L’uomo tenta di comprendere il reale, ma non riuscendovi ipotizza in
esso un difetto che ne pregiudica la comprensibilità e l’accettazione.
L’uomo riscontra un errore nel mondo, ma i punti di vista possono
essere capovolti. L’errore può risiedere non nel mondo, ma nell’uomo:
nell’ente che teorizza l’errore dell’essere.
Perché esiste un dilemma esistenziale?
Domanda e risposta, come affermazioni e ipotesi, sono concetti buoni
solo per essere tagliati da rasoi trecenteschi.
L’errore è infatti l’errare senza meta nel circolo vizioso delle
potenzialità e dei dualismi.
L’oca è fuori. L’enigma non v’è. La domanda, ibis redibis, è quella cosa
che non ci sarebbe se l’uomo non se la ponesse. La mente è inquieta
perché è inquieta, placarla è l'unico modo per placarla.
La domanda è ingannatrice e pregiudiziale. La quiddità non può essere
presupposta. Il linguaggio è una trappola linguistica.
Rispondiamo al quesito: <<perché esisto?>> La stessa cosa che
avremmo replicato alla domanda: <<le idee verdi senza colore dormono
furiosamente?>>, oppure: <<marte dagli occhi rossi non ha mai vacillato
nella sua orbita funicolare?>>, o: <<perché vi è, in generale, l’essente e
non il nulla?>>, o ancora: <<gli androidi sognano pecore elettriche?>>.
Ogni domanda è un koan, e lo è ogni risposta.
Tutti i problemi sono prese in giro, e tutte le spiegazioni sono
supercazzole.
Ogni risposta è nell'errata posizione della domanda, errata in quanto
posta. <<Non resta più domanda alcuna; e appunto questa è la
risposta>> (Wittgenstein). <<La soluzione del problema della vita si
scorge allo svanire del problema>> (Wittgenstein).
La soluzione del problema è la sua dissoluzione.
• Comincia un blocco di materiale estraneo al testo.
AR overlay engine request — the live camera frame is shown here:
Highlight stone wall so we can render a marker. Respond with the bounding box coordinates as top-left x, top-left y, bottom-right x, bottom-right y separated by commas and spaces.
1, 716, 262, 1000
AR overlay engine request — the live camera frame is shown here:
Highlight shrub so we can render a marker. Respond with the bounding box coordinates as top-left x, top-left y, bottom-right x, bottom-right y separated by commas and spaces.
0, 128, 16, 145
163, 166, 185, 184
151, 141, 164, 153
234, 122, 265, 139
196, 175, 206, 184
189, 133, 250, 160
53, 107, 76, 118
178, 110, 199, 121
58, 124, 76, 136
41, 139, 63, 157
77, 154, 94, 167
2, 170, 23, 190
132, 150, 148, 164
La via d’uscita dalla
contraddizione è quella di non cercare vie d’uscita e accettare
l'antinomia. Lo scioglimento dell’errore: il non considerare l’errore
come qualcosa da sciogliere; il non considerare la questione dell’essere
un problema, una difficoltà, una fonte di preoccupazione.
<<Ogni concetto di colpa è oggettivamente privo di valore, ma,
soggettivamente, ogni vita è necessariamente ingiusta e alogica>>
(Nietzsche). Le nostre vite sono ingiuste perché alogiche. L’uomo non
riesce a darsi un senso, a dare un senso alla sua sofferenza, così la
interpreta come colpa.
Non esiste errore, non esiste problema, ma l’uomo vuole risolverlo a
tutti i costi. L’errore è quindi l’errare alla ricerca di questa soluzione, e
perdersi nell’ambage.
L’errore è ciò che l’uomo ha narrato in mille forme diverse in migliaia
d’anni di storia. Ciò che chiamiamo storia, altro non è che la storia di
questo errore.
Bisogna comprendere il bias della precomprensione e della gabbia
tautologica, <<l’inscindibilità del contenuto obiettivo e del soggetto
osservante>> (Bohr).
Affascinati e terrorizzati da noi stessi (prendi due, paghi uno), scoprire
di essere inadatti a rientrare nei nostri stessi schemi. Scoprire che il
nostro mondo è sbagliato e che il suo errore è colpevole.